<< How to Protect a JSON or Javascript Service | Home | New DWR Release - 2.0 RC4 >>

Java 7 Idea: Extensible Strings

In some ways it's a shame that java.lang.String is marked 'final' in Java. If it wasn't final, you could inherit from java.lang.String to create strings that had some extra features, or you could extend with a marker interface to declare that a String has some property, for example it would be neat to be able to track if a String had been:

  • Checked for dangerous characters from the web
  • Internationalized
  • Processed by some system

Allowing marker interfaces like this could lead to some nice extra type-checking:

public SafeString checkForUnsafeCharacters(String s) {
  // do some checking and throw or create a SafeString
}

public void process(SafeString s) {
  // do something knowing that the developer can't forget
  // to check the string before it is passed in
}

Marker interfaces on strings can be a handy way to declare that this string has some properly that normal strings don't.

However there are at least 2 good reasons why java.lang.String is final:

  • Security: the system can hand out sensitive bits of read-only information without worrying that they will be altered
  • Performance: immutable data is very useful in making thing thread-safe.

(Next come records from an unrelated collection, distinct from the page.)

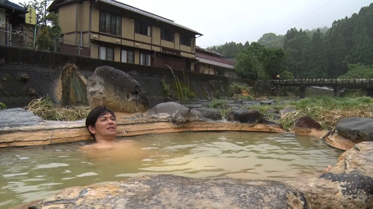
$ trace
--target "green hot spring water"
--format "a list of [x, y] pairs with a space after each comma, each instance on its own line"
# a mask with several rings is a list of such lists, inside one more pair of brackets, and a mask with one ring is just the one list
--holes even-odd
[[189, 132], [119, 139], [125, 146], [115, 151], [79, 149], [93, 141], [0, 149], [0, 208], [67, 187], [142, 174], [306, 178], [334, 165], [342, 153], [316, 137], [289, 133]]

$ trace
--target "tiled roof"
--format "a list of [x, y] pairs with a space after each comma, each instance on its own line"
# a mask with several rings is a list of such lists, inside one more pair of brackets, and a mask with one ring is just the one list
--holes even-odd
[[15, 4], [9, 1], [3, 1], [0, 0], [0, 7], [5, 7], [8, 9], [13, 9], [21, 12], [23, 12], [25, 13], [27, 13], [27, 10], [23, 8], [22, 6]]
[[228, 60], [230, 62], [234, 62], [235, 63], [237, 62], [237, 60], [236, 60], [235, 57], [225, 57], [223, 59], [226, 60]]
[[160, 21], [163, 22], [167, 23], [167, 24], [169, 24], [172, 25], [174, 25], [176, 27], [178, 27], [179, 28], [181, 28], [187, 30], [189, 30], [195, 33], [196, 34], [198, 35], [202, 35], [202, 34], [201, 34], [195, 30], [192, 30], [190, 28], [188, 28], [183, 26], [181, 25], [179, 25], [178, 24], [175, 23], [173, 20], [169, 20], [165, 18], [164, 17], [163, 17], [160, 16], [159, 16], [156, 15], [154, 15], [154, 14], [152, 14], [148, 12], [145, 12], [143, 10], [141, 10], [140, 9], [137, 9], [137, 8], [134, 7], [133, 7], [130, 6], [129, 5], [128, 5], [123, 3], [119, 2], [119, 1], [115, 1], [114, 0], [98, 0], [99, 1], [101, 1], [102, 2], [104, 2], [107, 4], [111, 4], [113, 6], [118, 7], [119, 7], [121, 8], [122, 9], [124, 9], [128, 10], [128, 11], [131, 11], [131, 12], [135, 12], [140, 15], [144, 15], [144, 16], [146, 16], [147, 17], [150, 17], [151, 18], [153, 18]]
[[228, 61], [222, 58], [215, 57], [210, 55], [196, 52], [195, 58], [203, 63], [230, 69], [234, 68], [234, 62]]
[[201, 50], [201, 51], [204, 51], [206, 52], [209, 52], [209, 53], [211, 53], [211, 54], [216, 54], [216, 55], [219, 55], [219, 56], [222, 56], [222, 57], [224, 57], [224, 56], [223, 56], [223, 55], [222, 55], [221, 54], [219, 54], [219, 53], [217, 53], [216, 52], [214, 51], [213, 51], [212, 50], [210, 50], [209, 49], [204, 49], [202, 47], [201, 47], [200, 46], [195, 46], [195, 49], [199, 49], [199, 50]]

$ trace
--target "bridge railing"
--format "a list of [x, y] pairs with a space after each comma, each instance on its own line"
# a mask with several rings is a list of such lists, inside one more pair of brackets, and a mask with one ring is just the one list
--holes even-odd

So is it possible to have the best of both worlds - to allow marker interfaces and additional properties without breaking assumptions about the immutability of the string itself. And, is this possible without breaking backwards compatibility?

In Javas 1 to 6, java.lang.String is defined like this:

public final class String {
  public int length() ...
  ... // other methods and properties
}

I think we might be able to safely change this to:

public class String {
  public final int length() ...
  ... // everything made final
}

I don't think this breaks backwards compatibility anywhere because it mostly legalizes something that would previously have been a compile error, and the immutability of the core String is as unbroken as it was in Javas 1-6, although obviously the same guarantees could not be made about all extensions.

Declaring finality in this way allows marker interfaces, which might in some cases allow developers to create APIs that enforce some properties on strings that might previously have been forgotten.

Can anyone think of anything that I've overlooked?

Tags :


Re: Java 7 Idea: Extensible Strings

Whats wrong with coding to the CharSequence interface?

Equality, intern and the pool of strings

Extending String would play havoc with equals and intern. JavaDoc says equals
"Compares this string to the specified object. The result is true if and only if the argument is not null and is a String object that represents the same sequence of characters as this object."
Assuming java.lang.String wasn't final, a SafeString could equal a String, and vice versa; because they'd represent the same sequence of characters.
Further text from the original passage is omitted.